1

I am new to Machine Learning. I want to develop Curriculum Vitae recommender system. I want to determine how similar 2 CVs are, and given a random CV, it suggest which cluster of CVs it belongs to?

This is what I've already done, following a blog post:

  1. I have a folder containing lot of CVs or resume text documents in plain text format (.txt).

  2. I have done pre-processing on this data, like tokenization, stop words removal, stemming.

  3. I extracted the Candidate's name, email-id, contact number, education and experience.

I am confused with how to train the data and how do I create a model for that. More specifically, I have the following questions:

  1. Now how to create a model on text data?

  2. Which algorithm I should apply on this data?

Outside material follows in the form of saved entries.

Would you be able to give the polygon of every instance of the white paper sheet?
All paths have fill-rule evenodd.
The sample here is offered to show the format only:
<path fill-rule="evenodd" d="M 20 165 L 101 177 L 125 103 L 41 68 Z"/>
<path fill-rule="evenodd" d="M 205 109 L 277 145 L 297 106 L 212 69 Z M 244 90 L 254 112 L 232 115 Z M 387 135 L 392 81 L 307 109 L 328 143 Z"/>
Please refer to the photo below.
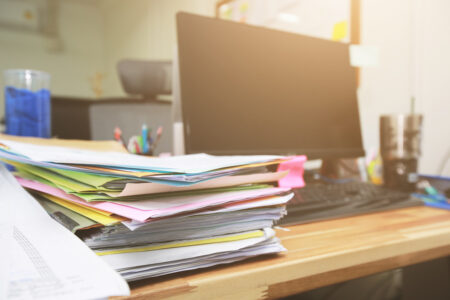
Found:
<path fill-rule="evenodd" d="M 204 206 L 216 206 L 237 201 L 270 197 L 277 194 L 288 192 L 288 188 L 263 188 L 253 190 L 242 190 L 222 193 L 208 193 L 187 196 L 170 196 L 153 198 L 149 200 L 138 201 L 114 201 L 116 204 L 129 206 L 141 210 L 175 210 L 183 207 L 189 209 L 191 206 L 198 209 Z M 192 209 L 190 209 L 192 210 Z"/>
<path fill-rule="evenodd" d="M 283 205 L 286 204 L 289 200 L 292 199 L 292 197 L 294 197 L 294 193 L 285 195 L 285 196 L 277 196 L 277 197 L 268 197 L 268 198 L 263 198 L 259 201 L 252 201 L 252 202 L 244 202 L 244 203 L 237 203 L 235 205 L 230 205 L 230 206 L 226 206 L 223 208 L 219 208 L 219 209 L 212 209 L 212 210 L 206 210 L 206 211 L 200 211 L 200 212 L 196 212 L 196 213 L 192 213 L 188 216 L 184 216 L 184 218 L 188 218 L 189 216 L 196 216 L 196 215 L 207 215 L 207 214 L 220 214 L 220 213 L 225 213 L 225 212 L 232 212 L 232 211 L 239 211 L 239 210 L 244 210 L 244 209 L 253 209 L 253 208 L 258 208 L 258 207 L 268 207 L 268 206 L 275 206 L 275 205 Z M 181 219 L 181 217 L 178 217 Z M 172 218 L 172 222 L 173 222 L 173 218 Z M 136 230 L 139 229 L 141 227 L 145 227 L 145 225 L 152 223 L 155 221 L 151 221 L 151 222 L 138 222 L 135 220 L 131 220 L 131 221 L 123 221 L 122 223 L 128 227 L 128 229 L 130 230 Z M 167 221 L 163 220 L 157 220 L 156 222 L 159 223 L 167 223 Z"/>
<path fill-rule="evenodd" d="M 272 227 L 275 220 L 286 214 L 283 206 L 230 211 L 216 214 L 183 215 L 155 222 L 130 231 L 124 224 L 99 228 L 84 238 L 91 248 L 126 247 L 207 238 Z M 133 226 L 133 225 L 131 225 Z"/>
<path fill-rule="evenodd" d="M 0 205 L 0 209 L 1 205 Z M 0 224 L 0 300 L 6 299 L 11 260 L 12 227 Z"/>
<path fill-rule="evenodd" d="M 120 275 L 54 221 L 3 166 L 0 195 L 0 201 L 8 201 L 15 211 L 8 299 L 94 299 L 129 294 Z M 0 210 L 0 219 L 8 213 Z"/>
<path fill-rule="evenodd" d="M 11 201 L 6 201 L 6 199 L 0 197 L 0 213 L 3 212 L 4 215 L 3 218 L 0 218 L 0 300 L 6 299 L 9 271 L 11 267 L 11 259 L 9 259 L 9 257 L 11 257 L 12 253 L 12 216 L 14 215 L 14 211 L 10 202 Z"/>
<path fill-rule="evenodd" d="M 203 239 L 211 236 L 219 236 L 225 234 L 239 233 L 243 231 L 258 230 L 265 227 L 273 226 L 273 221 L 263 219 L 242 221 L 236 223 L 220 224 L 220 226 L 210 226 L 209 228 L 190 228 L 165 231 L 164 229 L 155 230 L 154 232 L 129 233 L 121 236 L 105 236 L 103 239 L 85 240 L 86 245 L 92 249 L 113 248 L 113 247 L 131 247 L 145 245 L 150 243 L 164 243 L 170 241 L 181 241 L 185 239 Z M 189 226 L 188 226 L 189 227 Z"/>
<path fill-rule="evenodd" d="M 262 243 L 240 249 L 239 251 L 231 251 L 227 253 L 206 255 L 201 258 L 194 257 L 169 263 L 137 267 L 129 270 L 123 270 L 120 274 L 127 280 L 131 281 L 153 276 L 166 275 L 174 272 L 206 268 L 218 264 L 228 264 L 256 255 L 272 254 L 281 251 L 286 251 L 286 249 L 279 243 L 278 239 L 272 238 Z"/>
<path fill-rule="evenodd" d="M 191 191 L 198 189 L 212 189 L 219 187 L 229 187 L 243 184 L 255 184 L 263 182 L 275 182 L 287 175 L 285 172 L 272 172 L 272 173 L 258 173 L 249 175 L 235 175 L 224 176 L 215 179 L 211 179 L 204 182 L 199 182 L 189 186 L 173 186 L 155 182 L 148 183 L 127 183 L 125 188 L 116 194 L 109 194 L 114 197 L 125 197 L 134 195 L 145 195 L 154 193 L 167 193 L 167 192 L 180 192 Z M 106 193 L 108 194 L 108 193 Z"/>
<path fill-rule="evenodd" d="M 99 152 L 75 148 L 32 145 L 0 140 L 12 150 L 35 161 L 85 164 L 195 174 L 211 170 L 261 163 L 283 158 L 276 155 L 212 156 L 191 154 L 172 157 L 146 157 L 120 152 Z"/>
<path fill-rule="evenodd" d="M 284 196 L 268 197 L 268 198 L 261 199 L 259 201 L 252 201 L 252 202 L 240 203 L 240 204 L 236 204 L 236 205 L 230 205 L 230 206 L 224 207 L 223 209 L 220 209 L 218 212 L 224 213 L 224 212 L 251 209 L 251 208 L 257 208 L 257 207 L 282 205 L 282 204 L 288 203 L 289 200 L 291 200 L 293 197 L 294 197 L 294 193 L 290 193 L 290 194 L 287 194 Z M 214 213 L 214 210 L 202 211 L 202 212 L 198 212 L 197 214 L 203 215 L 203 214 L 212 214 L 212 213 Z"/>
<path fill-rule="evenodd" d="M 101 256 L 114 269 L 126 269 L 144 265 L 166 263 L 175 260 L 200 257 L 213 253 L 228 251 L 238 251 L 246 247 L 261 243 L 275 236 L 271 228 L 264 229 L 264 236 L 258 238 L 249 238 L 225 243 L 213 243 L 198 246 L 187 246 L 178 248 L 169 248 L 163 250 L 154 250 L 146 252 L 133 252 Z"/>

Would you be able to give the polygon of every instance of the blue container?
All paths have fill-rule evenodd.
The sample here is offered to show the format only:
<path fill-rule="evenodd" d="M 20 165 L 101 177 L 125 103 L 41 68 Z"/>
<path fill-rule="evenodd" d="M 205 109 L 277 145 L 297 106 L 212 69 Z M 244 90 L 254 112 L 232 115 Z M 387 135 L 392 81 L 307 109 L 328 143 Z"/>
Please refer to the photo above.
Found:
<path fill-rule="evenodd" d="M 5 83 L 5 133 L 50 137 L 50 76 L 33 70 L 7 70 Z"/>

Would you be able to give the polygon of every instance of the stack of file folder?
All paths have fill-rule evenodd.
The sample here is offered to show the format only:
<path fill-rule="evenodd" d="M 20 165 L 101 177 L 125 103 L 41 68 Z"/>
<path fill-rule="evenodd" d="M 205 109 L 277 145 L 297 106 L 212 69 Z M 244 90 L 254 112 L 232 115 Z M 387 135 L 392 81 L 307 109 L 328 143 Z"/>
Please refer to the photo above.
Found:
<path fill-rule="evenodd" d="M 282 156 L 167 158 L 0 139 L 0 159 L 47 212 L 126 280 L 285 250 L 272 229 L 293 194 Z"/>

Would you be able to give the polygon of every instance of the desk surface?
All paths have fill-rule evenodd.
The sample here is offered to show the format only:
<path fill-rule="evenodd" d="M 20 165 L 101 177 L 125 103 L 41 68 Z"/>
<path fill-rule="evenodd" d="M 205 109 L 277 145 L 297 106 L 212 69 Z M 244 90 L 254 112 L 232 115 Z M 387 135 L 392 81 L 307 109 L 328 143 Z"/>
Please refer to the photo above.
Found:
<path fill-rule="evenodd" d="M 277 230 L 287 253 L 149 279 L 130 299 L 278 298 L 450 255 L 450 211 L 413 207 Z"/>

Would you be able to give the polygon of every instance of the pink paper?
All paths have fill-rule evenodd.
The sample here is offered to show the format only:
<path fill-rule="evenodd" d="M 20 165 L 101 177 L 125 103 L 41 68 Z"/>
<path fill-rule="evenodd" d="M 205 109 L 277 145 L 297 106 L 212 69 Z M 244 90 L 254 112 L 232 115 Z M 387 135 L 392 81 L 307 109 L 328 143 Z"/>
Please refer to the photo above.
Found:
<path fill-rule="evenodd" d="M 277 171 L 289 170 L 287 176 L 278 180 L 278 186 L 288 188 L 301 188 L 305 186 L 303 180 L 303 164 L 306 161 L 305 155 L 293 156 L 292 159 L 282 162 L 278 165 Z"/>
<path fill-rule="evenodd" d="M 223 193 L 224 196 L 220 196 L 220 197 L 218 197 L 217 194 L 210 194 L 210 195 L 206 195 L 202 201 L 196 201 L 196 202 L 192 202 L 192 203 L 188 203 L 188 204 L 176 205 L 176 206 L 162 208 L 162 209 L 144 210 L 144 209 L 132 207 L 132 202 L 130 202 L 129 206 L 127 204 L 124 204 L 123 201 L 121 203 L 107 202 L 107 201 L 105 201 L 105 202 L 86 202 L 77 196 L 67 194 L 66 192 L 64 192 L 58 188 L 48 186 L 48 185 L 40 183 L 40 182 L 35 182 L 35 181 L 23 179 L 23 178 L 17 178 L 17 180 L 23 187 L 37 190 L 42 193 L 50 194 L 50 195 L 59 197 L 64 200 L 79 203 L 81 205 L 109 211 L 109 212 L 117 214 L 119 216 L 123 216 L 123 217 L 137 220 L 140 222 L 144 222 L 145 220 L 147 220 L 149 218 L 167 217 L 167 216 L 182 213 L 182 212 L 199 210 L 202 208 L 223 205 L 226 203 L 233 203 L 233 202 L 245 201 L 245 200 L 250 200 L 250 199 L 269 197 L 269 196 L 273 196 L 273 195 L 277 195 L 277 194 L 281 194 L 281 193 L 285 193 L 285 192 L 289 191 L 288 188 L 267 188 L 267 189 L 257 189 L 257 190 L 248 190 L 248 191 L 240 191 L 240 192 L 228 192 L 228 193 Z"/>
<path fill-rule="evenodd" d="M 225 192 L 219 194 L 216 193 L 205 194 L 202 196 L 203 199 L 201 201 L 190 202 L 168 208 L 147 210 L 147 212 L 151 212 L 151 215 L 149 215 L 150 218 L 161 218 L 178 213 L 191 212 L 203 208 L 214 207 L 228 203 L 235 203 L 240 201 L 270 197 L 286 193 L 289 190 L 290 190 L 289 188 L 265 188 L 248 191 Z M 123 202 L 121 202 L 121 204 L 123 204 Z"/>
<path fill-rule="evenodd" d="M 83 199 L 81 199 L 80 197 L 71 195 L 71 194 L 67 194 L 66 192 L 64 192 L 63 190 L 60 190 L 58 188 L 40 183 L 40 182 L 36 182 L 36 181 L 32 181 L 32 180 L 27 180 L 27 179 L 23 179 L 20 177 L 16 177 L 17 181 L 20 183 L 20 185 L 22 185 L 23 187 L 35 190 L 35 191 L 39 191 L 45 194 L 49 194 L 67 201 L 71 201 L 71 202 L 75 202 L 84 206 L 89 206 L 89 207 L 93 207 L 93 208 L 97 208 L 97 209 L 101 209 L 101 210 L 105 210 L 105 211 L 109 211 L 111 213 L 114 213 L 116 215 L 125 217 L 125 218 L 129 218 L 129 219 L 133 219 L 133 220 L 138 220 L 138 221 L 145 221 L 148 217 L 147 217 L 147 212 L 146 211 L 142 211 L 136 208 L 129 208 L 126 206 L 122 206 L 122 205 L 118 205 L 115 203 L 107 203 L 107 202 L 86 202 Z"/>

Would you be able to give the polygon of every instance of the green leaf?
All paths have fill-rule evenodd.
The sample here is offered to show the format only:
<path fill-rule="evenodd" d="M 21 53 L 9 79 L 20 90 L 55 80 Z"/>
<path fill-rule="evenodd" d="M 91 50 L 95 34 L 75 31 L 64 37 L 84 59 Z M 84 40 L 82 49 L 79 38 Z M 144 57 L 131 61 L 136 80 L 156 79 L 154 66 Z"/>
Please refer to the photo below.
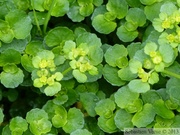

Please anyone answer. Your help will be appreciated.

Thanks.

mapto
  • 744
  • 5
  • 16
Heena
  • 15
  • 4
  • 1
    What pre-processing have you done? What does your final dataset look like? What are you actually trying to achieve? – Dan Carter Feb 27 '19 at 09:09
  • I have applied the preprocessing steps like tokenization, stop words removal, stemming. And I extracted the Candidate's name, email-id, contact number, education and experience. Now how to create a model on text data that I do not have an idea. @Dan Carter – Heena Feb 27 '19 at 09:28
  • I'm not clear as to what your model is trying to achieve?. What is the end goal of your project? – Itachi Feb 27 '19 at 09:42
  • I want to develop CV recommender system. @Itachi – Heena Feb 27 '19 at 09:54
  • Do you mean, you want to determine how similar 2 CVs are, and if you give a random CV, it suggest which cluster of CVs it belongs to? – Itachi Feb 27 '19 at 09:58
  • Yes, exactly. @Itachi – Heena Feb 27 '19 at 09:59
  • From the information that you say you've already extracted, names, mails and phones are identifiers. There's no reason to expect that they would be indicative for any clustering/similarity. Could you please clarify in more details how you're representing the extracted education and experience? – mapto Feb 27 '19 at 10:30
  • I have done it by the help of this blog. https://www.omkarpathak.in/2018/12/18/writing-your-own-resume-parser/ – Heena Feb 27 '19 at 10:32
  • If your skills and education are indicated by extracted words, your dataset is equivalent to tagged users. If you are still interested in a wider range of possible approaches, consider this and this questions and the corresponding answers. – mapto Feb 27 '19 at 10:46

1 Answers1

0

I have worked on a similar project with JDs, we basically created a word2vec model for words in JD, the result were good as we had lots of JDs. Basically, what word2vec does is convert a word to vectorial representation which signifies context. You can check the documentation here: https://radimrehurek.com/gensim/

You may extract skills or other stuff from CVs, and do a semantic similarity based on w2v model. You may use a custom formulae for comparing similarity. Other things could be education, experience, similar projects etc

Itachi
  • 251
  • 2
  • 8